Naoto Meguro. Amateur.
MSC2010. Primary 03C62; Secondary 03C55.
Key Words and Phrases. The natural number theory in the set theory,
Gödel's theorem.
The abstract. The natural number theory in the set theory isn't consistent.

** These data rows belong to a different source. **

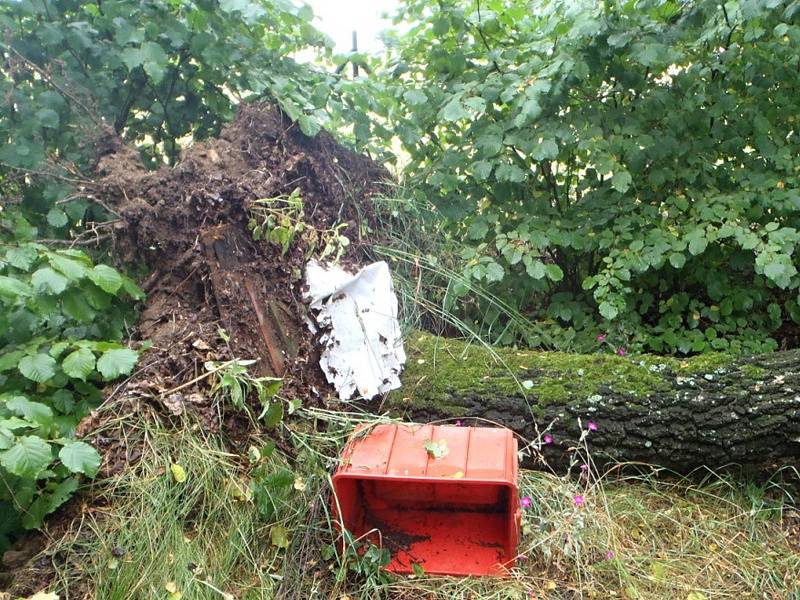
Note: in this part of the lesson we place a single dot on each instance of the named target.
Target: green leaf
(47, 118)
(76, 307)
(677, 260)
(697, 243)
(71, 268)
(12, 288)
(10, 360)
(79, 364)
(545, 150)
(554, 272)
(415, 97)
(536, 269)
(29, 456)
(621, 181)
(22, 257)
(273, 413)
(48, 502)
(80, 457)
(106, 278)
(154, 61)
(478, 229)
(494, 272)
(33, 411)
(46, 280)
(454, 110)
(114, 363)
(38, 367)
(608, 310)
(251, 11)
(57, 217)
(482, 170)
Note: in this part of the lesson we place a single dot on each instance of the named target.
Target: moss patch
(443, 371)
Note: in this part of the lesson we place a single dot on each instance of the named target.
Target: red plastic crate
(456, 515)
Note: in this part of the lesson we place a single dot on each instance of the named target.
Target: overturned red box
(438, 496)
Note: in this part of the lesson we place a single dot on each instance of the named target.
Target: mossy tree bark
(711, 410)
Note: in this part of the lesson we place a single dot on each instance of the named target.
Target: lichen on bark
(709, 410)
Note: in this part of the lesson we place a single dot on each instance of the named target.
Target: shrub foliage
(616, 166)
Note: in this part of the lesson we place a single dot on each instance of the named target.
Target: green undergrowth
(149, 533)
(440, 369)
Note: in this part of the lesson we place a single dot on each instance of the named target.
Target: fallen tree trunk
(711, 410)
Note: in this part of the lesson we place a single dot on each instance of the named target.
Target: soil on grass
(213, 293)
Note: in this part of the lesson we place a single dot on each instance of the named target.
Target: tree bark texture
(712, 411)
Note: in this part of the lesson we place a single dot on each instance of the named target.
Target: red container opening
(457, 514)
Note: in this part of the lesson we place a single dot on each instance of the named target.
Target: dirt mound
(213, 293)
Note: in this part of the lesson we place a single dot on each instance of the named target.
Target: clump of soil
(214, 293)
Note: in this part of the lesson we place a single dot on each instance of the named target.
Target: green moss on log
(440, 371)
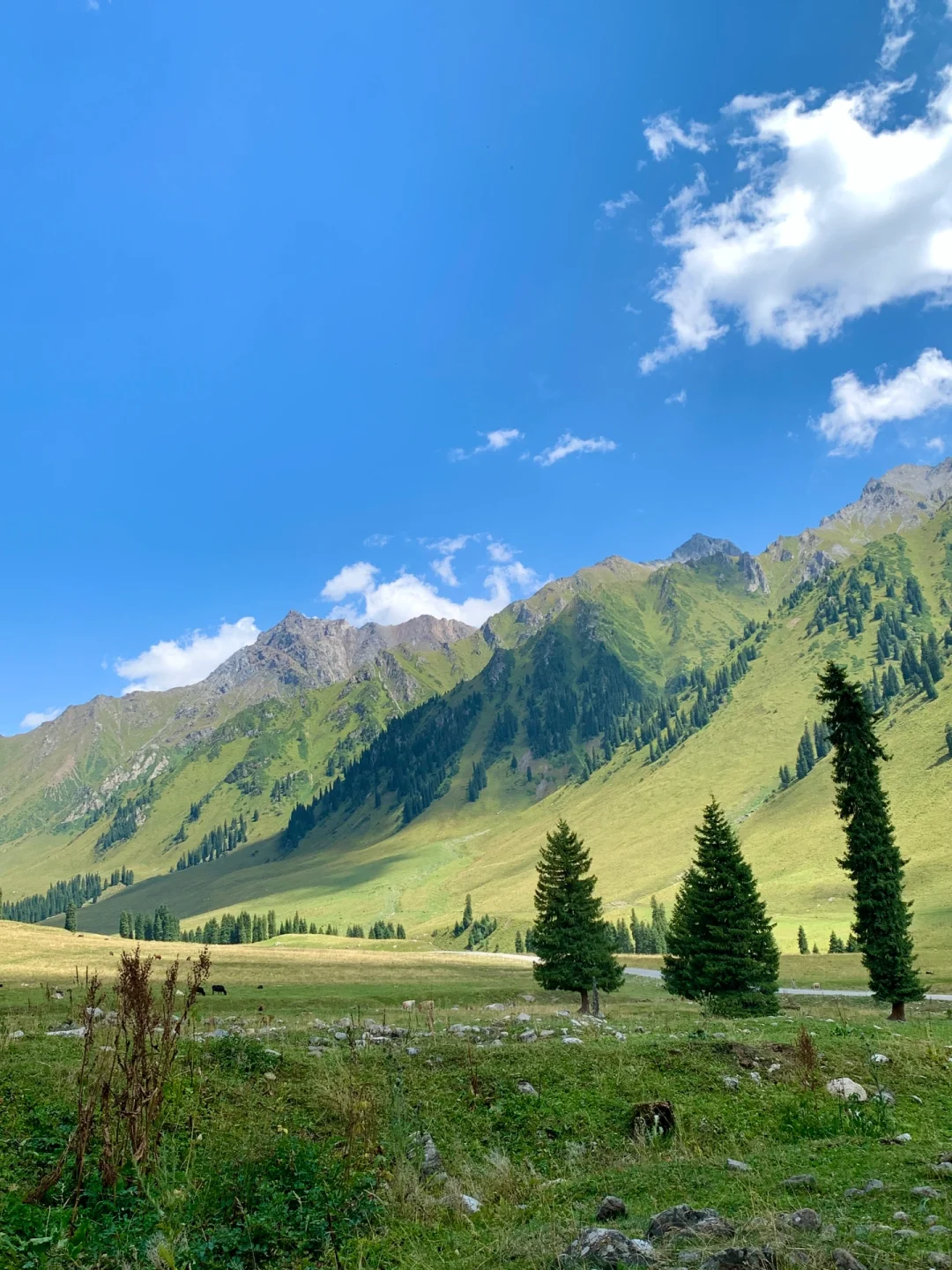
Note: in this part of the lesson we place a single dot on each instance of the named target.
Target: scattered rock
(611, 1209)
(845, 1088)
(432, 1163)
(805, 1220)
(605, 1247)
(686, 1220)
(755, 1259)
(844, 1260)
(651, 1119)
(800, 1181)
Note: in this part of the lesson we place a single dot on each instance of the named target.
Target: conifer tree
(873, 859)
(570, 935)
(720, 940)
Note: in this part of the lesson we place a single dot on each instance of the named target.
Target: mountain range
(428, 759)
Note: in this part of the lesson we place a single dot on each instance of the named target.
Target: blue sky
(377, 309)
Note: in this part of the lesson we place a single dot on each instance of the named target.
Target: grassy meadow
(291, 1142)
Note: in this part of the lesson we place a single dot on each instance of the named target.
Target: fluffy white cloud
(175, 663)
(570, 444)
(33, 718)
(612, 206)
(410, 596)
(496, 439)
(664, 133)
(859, 412)
(839, 216)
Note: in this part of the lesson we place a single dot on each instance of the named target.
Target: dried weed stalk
(127, 1061)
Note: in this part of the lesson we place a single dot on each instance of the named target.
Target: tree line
(720, 944)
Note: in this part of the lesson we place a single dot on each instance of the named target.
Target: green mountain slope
(620, 698)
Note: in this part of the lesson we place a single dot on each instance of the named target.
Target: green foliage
(873, 860)
(721, 946)
(570, 935)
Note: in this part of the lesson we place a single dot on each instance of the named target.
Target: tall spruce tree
(720, 938)
(570, 935)
(873, 859)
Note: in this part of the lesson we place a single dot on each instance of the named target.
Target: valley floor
(292, 1143)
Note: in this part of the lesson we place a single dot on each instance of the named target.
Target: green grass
(240, 1145)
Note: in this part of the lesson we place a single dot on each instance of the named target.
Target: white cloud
(175, 663)
(859, 412)
(897, 13)
(570, 444)
(839, 216)
(664, 133)
(612, 206)
(33, 718)
(496, 439)
(409, 596)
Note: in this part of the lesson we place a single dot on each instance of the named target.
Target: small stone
(847, 1090)
(844, 1260)
(611, 1209)
(805, 1220)
(605, 1247)
(800, 1181)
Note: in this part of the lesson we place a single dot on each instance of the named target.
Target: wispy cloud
(410, 596)
(897, 13)
(663, 133)
(859, 412)
(175, 663)
(496, 439)
(614, 206)
(33, 718)
(569, 444)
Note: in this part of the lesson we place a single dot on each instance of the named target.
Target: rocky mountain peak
(700, 546)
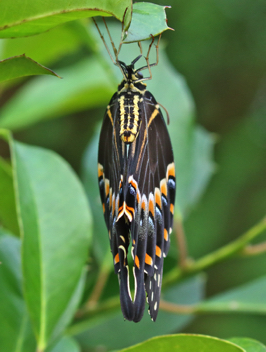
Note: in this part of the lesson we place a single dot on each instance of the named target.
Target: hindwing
(137, 187)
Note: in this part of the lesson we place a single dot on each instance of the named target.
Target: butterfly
(136, 177)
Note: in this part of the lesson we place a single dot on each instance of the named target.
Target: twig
(181, 242)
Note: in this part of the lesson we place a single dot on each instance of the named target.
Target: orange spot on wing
(158, 197)
(107, 188)
(158, 252)
(171, 170)
(137, 261)
(148, 259)
(151, 206)
(100, 170)
(133, 183)
(163, 187)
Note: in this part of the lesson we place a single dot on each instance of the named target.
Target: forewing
(153, 171)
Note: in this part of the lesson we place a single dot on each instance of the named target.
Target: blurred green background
(219, 46)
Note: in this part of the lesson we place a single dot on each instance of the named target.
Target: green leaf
(249, 345)
(100, 330)
(66, 344)
(20, 66)
(16, 334)
(147, 20)
(83, 85)
(8, 213)
(56, 226)
(248, 298)
(39, 16)
(185, 343)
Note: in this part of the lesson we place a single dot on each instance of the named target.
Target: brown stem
(176, 308)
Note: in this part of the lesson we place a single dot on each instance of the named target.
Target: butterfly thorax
(130, 98)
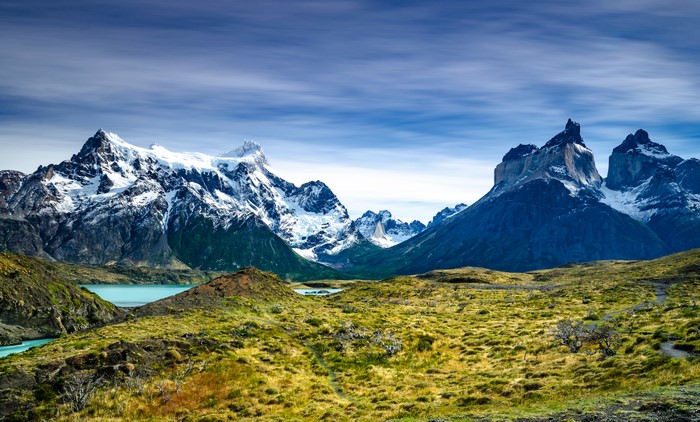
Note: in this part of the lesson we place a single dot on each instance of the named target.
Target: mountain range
(113, 202)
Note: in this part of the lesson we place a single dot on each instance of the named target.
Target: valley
(461, 344)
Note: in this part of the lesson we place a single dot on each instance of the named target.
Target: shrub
(425, 343)
(576, 335)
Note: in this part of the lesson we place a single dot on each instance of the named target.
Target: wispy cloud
(344, 82)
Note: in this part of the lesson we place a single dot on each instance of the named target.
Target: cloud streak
(352, 79)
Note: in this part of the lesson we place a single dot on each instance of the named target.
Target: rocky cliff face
(446, 213)
(115, 202)
(657, 188)
(36, 302)
(547, 207)
(564, 158)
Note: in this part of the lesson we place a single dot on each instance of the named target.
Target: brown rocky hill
(36, 301)
(248, 282)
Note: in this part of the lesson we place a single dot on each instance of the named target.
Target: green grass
(473, 344)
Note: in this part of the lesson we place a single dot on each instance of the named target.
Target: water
(8, 350)
(317, 292)
(130, 295)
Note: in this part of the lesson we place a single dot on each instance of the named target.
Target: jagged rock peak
(446, 213)
(570, 134)
(640, 142)
(520, 151)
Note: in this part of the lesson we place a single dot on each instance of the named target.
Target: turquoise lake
(130, 295)
(27, 344)
(136, 295)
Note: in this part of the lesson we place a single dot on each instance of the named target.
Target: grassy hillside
(36, 301)
(460, 344)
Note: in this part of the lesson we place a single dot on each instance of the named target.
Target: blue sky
(399, 105)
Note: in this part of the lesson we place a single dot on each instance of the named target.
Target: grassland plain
(464, 344)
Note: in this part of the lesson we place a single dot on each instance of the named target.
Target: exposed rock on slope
(383, 230)
(247, 282)
(544, 210)
(657, 188)
(115, 202)
(36, 302)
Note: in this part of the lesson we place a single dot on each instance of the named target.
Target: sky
(399, 105)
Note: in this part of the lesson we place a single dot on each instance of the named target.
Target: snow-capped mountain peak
(249, 148)
(239, 185)
(383, 230)
(564, 158)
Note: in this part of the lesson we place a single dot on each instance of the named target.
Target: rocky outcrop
(564, 157)
(248, 282)
(37, 302)
(547, 208)
(446, 213)
(657, 188)
(636, 160)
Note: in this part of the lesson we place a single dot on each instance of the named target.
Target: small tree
(605, 337)
(576, 335)
(570, 334)
(79, 389)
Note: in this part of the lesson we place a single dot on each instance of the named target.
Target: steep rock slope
(37, 302)
(248, 282)
(544, 210)
(383, 230)
(117, 202)
(657, 188)
(446, 213)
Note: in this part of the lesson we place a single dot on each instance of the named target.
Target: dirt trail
(331, 373)
(660, 296)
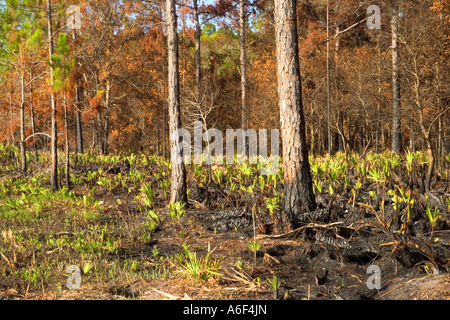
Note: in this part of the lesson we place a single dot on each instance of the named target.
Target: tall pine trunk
(33, 121)
(23, 152)
(198, 76)
(178, 181)
(298, 190)
(243, 63)
(54, 147)
(396, 123)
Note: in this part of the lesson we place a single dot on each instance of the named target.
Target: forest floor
(116, 226)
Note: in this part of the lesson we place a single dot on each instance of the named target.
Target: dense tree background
(117, 80)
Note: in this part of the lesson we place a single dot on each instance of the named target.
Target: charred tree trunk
(80, 147)
(396, 124)
(243, 63)
(54, 147)
(178, 179)
(298, 190)
(66, 136)
(23, 152)
(33, 121)
(198, 72)
(105, 142)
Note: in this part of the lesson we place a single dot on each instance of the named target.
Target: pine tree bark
(243, 63)
(33, 121)
(23, 152)
(66, 136)
(80, 148)
(298, 190)
(396, 123)
(198, 72)
(178, 178)
(54, 146)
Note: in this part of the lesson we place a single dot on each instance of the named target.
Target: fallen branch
(309, 225)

                              1

I indicate that the set theory(ST) including the natural number theory(NNT) isn't consistent
by Gödel's theorem.

                              2

Let's write ∅=0 and x∪{x}=x+1. Let X be a countable and consistent axiom system of
ST including NNT. Let d be a free individual symbol. X doesn't include d. Let N" be an individual
symbol for which (1∈N")∧∀n((n∈N")→(n+1∈N")) ∈X and
∀x((1∈x)∧∀y((y∈x)→(y+1∈x))→(N"⊂x)) ∈X.
You may set up that ∀x(x≠1+x) ∈X and ∀n((n∈N")→(n=∑_m∈n1^m)) ∈X and
∀x∀y((x∈y)→(∑_m∈y1^m=1^x+∑_m∈y-{x}1^m))∈X
for these are formed in the case of N"=N.
Theorem 1. X has a countable model M for which M |= (d∈N")∧(m∈d) for ∀m∈{0}∪N.
Proof. The axiom system X∪{d∈N",0∈d,1∈d,…,m∈d} has a model M_m for which
M_m |= N"=N and M_m |=d={0,1,…m}=m+1 and is consistent for ∀m∈N.
So X∪{d∈N",0∈d,1∈d,2∈d,…(infinitely)} is consistent and has a countable model M.
M is a model of X and M |= (d∈N")∧(m∈d) for ∀m∈{0}∪N.♦
Theorem 2. X doesn't exist.
Proof.Assume existence of X. For M in theorem 1, d becomes a countable set.
You can put M |= d={n₁,n₂,…(infinitely)}∈N". So M |= d=∑_m∈d1^m=1^n₁+1^n₂+…(infinitely).
M |= 1+d=1+(1+1+…(infinitely))=1+1+1+…(infinitely)=d. But M |= 1+d≠d.This is contradiction.♦

                              3